Sxjdwang / TalkLip

396 stars 35 forks source link

hello,--word_root data how to create #27

Open DeepMakerAi opened 1 year ago

Sxjdwang commented 1 year ago

If you use LRS2, the word_root is the same as the video_root. You can read the 268th-271th lines in the train.py for more details.

DeepMakerAi commented 1 year ago

If you use LRS2, the word_root is the same as the video_root. You can read the 268th-271th lines in the train.py for more details.

The LRS2 data request cannot be submitted. I found the video myself. Is there any simple way to implement video training? thanks

Sxjdwang commented 11 months ago

Yes. But you need to text annotation for speeches. I put an example of the text annotation for a speech sample in LRS2 below:

Text: IT MAY TAKE SOME TIME Conf: 6

DeepMakerAi commented 11 months ago

是的。但您需要为演讲添加文字注释。我在下面给出了 LRS2 中语音样本的文本注释示例:

文本:可能需要一些时间 会议:6

thanks

shengyuting commented 9 months ago

@Sxjdwang May I train the model without text annotation. Because it's difficult to get text annotation for my custom videos.

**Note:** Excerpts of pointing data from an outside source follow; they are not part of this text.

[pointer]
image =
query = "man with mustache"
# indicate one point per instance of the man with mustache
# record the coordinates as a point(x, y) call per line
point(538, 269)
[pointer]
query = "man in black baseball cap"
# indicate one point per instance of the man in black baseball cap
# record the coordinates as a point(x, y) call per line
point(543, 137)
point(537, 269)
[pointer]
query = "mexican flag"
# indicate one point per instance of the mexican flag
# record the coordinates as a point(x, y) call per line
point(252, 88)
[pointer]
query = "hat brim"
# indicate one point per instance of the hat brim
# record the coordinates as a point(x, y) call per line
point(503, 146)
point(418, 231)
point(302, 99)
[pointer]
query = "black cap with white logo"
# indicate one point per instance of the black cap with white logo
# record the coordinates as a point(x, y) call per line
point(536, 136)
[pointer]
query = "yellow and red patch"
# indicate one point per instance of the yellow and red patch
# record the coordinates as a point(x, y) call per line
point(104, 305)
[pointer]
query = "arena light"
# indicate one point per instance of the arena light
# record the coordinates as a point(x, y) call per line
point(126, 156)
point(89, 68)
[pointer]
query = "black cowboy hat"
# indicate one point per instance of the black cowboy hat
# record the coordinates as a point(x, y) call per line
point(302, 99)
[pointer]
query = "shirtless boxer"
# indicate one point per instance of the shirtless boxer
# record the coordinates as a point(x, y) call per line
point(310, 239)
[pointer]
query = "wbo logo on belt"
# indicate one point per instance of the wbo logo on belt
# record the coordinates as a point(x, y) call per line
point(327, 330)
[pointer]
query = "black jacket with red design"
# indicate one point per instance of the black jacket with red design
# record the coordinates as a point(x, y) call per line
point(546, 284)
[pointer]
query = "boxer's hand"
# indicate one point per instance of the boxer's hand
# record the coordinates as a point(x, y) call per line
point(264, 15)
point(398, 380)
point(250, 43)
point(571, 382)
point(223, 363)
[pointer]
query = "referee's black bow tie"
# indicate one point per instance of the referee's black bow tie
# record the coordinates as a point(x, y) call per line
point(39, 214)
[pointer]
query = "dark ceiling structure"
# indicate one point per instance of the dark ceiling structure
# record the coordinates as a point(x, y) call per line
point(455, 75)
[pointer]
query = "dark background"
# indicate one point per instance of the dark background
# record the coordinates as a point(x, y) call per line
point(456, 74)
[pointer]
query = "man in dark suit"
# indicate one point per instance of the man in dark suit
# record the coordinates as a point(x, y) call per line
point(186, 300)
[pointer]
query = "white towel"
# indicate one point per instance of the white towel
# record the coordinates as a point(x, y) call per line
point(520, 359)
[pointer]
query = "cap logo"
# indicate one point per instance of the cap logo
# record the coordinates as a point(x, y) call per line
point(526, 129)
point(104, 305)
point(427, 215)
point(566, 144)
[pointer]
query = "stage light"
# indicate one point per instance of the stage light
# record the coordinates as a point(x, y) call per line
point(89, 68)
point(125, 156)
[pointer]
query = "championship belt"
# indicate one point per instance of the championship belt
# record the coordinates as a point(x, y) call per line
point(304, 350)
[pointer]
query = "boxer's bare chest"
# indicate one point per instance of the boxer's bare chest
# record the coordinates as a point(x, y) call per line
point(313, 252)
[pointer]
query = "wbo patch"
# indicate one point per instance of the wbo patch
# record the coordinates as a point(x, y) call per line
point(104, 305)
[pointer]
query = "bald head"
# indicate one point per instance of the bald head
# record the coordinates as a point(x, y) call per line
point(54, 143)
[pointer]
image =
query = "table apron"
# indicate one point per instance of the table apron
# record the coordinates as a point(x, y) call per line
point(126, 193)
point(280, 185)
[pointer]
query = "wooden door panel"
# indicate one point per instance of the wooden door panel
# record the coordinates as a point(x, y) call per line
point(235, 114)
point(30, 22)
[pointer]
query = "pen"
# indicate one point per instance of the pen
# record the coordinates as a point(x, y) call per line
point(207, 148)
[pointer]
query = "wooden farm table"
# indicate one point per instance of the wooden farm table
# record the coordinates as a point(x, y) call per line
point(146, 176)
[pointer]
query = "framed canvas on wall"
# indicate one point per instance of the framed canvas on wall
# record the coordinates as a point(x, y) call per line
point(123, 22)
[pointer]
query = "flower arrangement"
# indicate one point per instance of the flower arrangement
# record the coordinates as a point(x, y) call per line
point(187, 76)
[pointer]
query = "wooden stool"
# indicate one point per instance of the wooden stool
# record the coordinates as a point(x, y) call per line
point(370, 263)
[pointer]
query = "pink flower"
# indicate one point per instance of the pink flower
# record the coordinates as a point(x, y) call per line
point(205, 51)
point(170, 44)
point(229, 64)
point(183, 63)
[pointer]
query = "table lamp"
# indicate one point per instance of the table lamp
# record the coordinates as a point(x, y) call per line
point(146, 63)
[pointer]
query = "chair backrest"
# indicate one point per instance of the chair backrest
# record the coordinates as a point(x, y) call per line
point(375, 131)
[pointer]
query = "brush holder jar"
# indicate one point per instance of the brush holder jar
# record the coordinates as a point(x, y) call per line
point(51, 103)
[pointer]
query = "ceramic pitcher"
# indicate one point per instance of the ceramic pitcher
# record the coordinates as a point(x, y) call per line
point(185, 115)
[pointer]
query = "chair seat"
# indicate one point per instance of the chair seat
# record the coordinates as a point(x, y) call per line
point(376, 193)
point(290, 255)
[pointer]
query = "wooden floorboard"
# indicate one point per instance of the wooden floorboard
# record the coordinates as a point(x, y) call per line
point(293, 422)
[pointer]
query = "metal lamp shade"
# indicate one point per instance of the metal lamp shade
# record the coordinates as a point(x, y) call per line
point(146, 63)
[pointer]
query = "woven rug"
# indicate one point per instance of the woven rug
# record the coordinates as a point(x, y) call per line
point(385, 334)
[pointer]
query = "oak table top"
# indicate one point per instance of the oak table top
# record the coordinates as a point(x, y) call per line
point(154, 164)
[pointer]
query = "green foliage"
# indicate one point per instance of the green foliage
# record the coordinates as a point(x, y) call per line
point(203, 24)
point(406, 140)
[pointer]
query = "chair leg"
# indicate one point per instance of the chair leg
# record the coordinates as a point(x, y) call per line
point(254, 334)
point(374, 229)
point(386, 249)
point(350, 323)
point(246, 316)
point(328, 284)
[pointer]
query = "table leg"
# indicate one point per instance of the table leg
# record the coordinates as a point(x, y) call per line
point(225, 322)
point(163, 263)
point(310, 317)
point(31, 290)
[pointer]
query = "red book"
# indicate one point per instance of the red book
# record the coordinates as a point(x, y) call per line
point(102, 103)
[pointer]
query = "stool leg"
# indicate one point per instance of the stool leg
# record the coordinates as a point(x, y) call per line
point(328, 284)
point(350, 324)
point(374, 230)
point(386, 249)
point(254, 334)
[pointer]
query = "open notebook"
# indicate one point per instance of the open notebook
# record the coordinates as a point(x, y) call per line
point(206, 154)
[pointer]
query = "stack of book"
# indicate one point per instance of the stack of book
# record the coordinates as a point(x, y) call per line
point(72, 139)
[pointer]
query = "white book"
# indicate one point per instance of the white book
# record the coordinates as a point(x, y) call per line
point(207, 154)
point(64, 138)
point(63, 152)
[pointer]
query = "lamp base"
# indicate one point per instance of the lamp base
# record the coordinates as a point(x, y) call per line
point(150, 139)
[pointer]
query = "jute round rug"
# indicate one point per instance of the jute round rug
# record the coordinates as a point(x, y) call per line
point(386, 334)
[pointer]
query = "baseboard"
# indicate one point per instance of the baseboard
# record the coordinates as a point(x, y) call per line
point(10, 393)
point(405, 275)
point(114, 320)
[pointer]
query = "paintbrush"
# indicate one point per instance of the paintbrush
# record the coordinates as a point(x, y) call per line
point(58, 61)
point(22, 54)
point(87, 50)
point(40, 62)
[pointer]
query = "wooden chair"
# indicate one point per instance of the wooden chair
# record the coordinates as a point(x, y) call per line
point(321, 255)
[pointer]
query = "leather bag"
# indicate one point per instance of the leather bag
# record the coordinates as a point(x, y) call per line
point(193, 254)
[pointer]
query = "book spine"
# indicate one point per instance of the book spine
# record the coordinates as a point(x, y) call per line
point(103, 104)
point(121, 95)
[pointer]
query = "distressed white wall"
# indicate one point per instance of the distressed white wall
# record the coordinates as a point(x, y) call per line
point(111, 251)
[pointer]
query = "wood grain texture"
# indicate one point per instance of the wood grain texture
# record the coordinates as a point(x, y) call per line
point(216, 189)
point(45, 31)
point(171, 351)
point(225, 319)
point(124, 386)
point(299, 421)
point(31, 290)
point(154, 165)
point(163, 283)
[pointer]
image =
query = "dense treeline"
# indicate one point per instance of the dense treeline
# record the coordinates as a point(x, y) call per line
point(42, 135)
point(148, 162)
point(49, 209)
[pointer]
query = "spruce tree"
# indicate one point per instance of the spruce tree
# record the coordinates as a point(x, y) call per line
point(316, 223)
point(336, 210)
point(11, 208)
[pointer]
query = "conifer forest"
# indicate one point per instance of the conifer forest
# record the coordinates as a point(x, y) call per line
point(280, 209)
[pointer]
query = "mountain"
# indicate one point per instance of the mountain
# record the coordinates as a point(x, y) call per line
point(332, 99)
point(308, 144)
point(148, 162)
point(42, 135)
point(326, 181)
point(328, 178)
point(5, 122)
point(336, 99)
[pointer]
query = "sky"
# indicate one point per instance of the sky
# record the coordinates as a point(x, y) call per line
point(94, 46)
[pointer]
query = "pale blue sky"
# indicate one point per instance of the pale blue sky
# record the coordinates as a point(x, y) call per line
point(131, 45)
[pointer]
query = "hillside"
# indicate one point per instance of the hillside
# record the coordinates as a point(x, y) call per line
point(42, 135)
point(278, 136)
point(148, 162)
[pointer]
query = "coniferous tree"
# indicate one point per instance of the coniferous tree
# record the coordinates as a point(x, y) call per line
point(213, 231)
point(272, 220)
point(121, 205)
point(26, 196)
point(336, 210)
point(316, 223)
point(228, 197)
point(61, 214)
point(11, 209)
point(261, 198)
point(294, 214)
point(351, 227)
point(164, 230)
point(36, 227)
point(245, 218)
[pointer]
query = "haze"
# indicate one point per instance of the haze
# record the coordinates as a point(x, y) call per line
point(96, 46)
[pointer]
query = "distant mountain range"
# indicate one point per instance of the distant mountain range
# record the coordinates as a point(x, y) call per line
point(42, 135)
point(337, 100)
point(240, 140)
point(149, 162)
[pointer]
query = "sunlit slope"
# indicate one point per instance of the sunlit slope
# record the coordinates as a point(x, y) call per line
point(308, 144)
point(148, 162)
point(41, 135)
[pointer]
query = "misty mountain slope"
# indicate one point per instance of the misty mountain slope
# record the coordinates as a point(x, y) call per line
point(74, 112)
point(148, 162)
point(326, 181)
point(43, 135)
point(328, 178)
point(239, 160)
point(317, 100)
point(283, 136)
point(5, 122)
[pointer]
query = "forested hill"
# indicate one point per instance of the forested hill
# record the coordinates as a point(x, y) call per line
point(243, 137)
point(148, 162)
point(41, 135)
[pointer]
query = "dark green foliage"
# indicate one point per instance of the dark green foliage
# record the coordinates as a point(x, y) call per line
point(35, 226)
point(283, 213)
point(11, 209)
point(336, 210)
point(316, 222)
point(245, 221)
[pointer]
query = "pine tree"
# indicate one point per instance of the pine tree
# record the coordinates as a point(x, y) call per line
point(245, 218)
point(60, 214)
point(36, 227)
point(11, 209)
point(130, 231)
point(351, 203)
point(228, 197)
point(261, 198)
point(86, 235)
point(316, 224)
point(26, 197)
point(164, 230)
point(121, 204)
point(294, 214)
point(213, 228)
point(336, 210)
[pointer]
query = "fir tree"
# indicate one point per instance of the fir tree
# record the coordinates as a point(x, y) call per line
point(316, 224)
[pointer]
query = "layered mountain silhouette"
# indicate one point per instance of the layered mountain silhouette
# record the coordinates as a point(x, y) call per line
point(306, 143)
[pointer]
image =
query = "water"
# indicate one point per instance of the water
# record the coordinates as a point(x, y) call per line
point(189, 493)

Sxjdwang commented 9 months ago

I have tried with only contrastive loss, it also reduces WER. But I recommend you verify the performance of the lip-reading expert on the dataset you employed following (https://github.com/Sxjdwang/TalkLip/issues/9#issuecomment-1844903453). Note that the inputs of the lip reading expert 88*88 images, you may need to resize faces in the dataset you employed.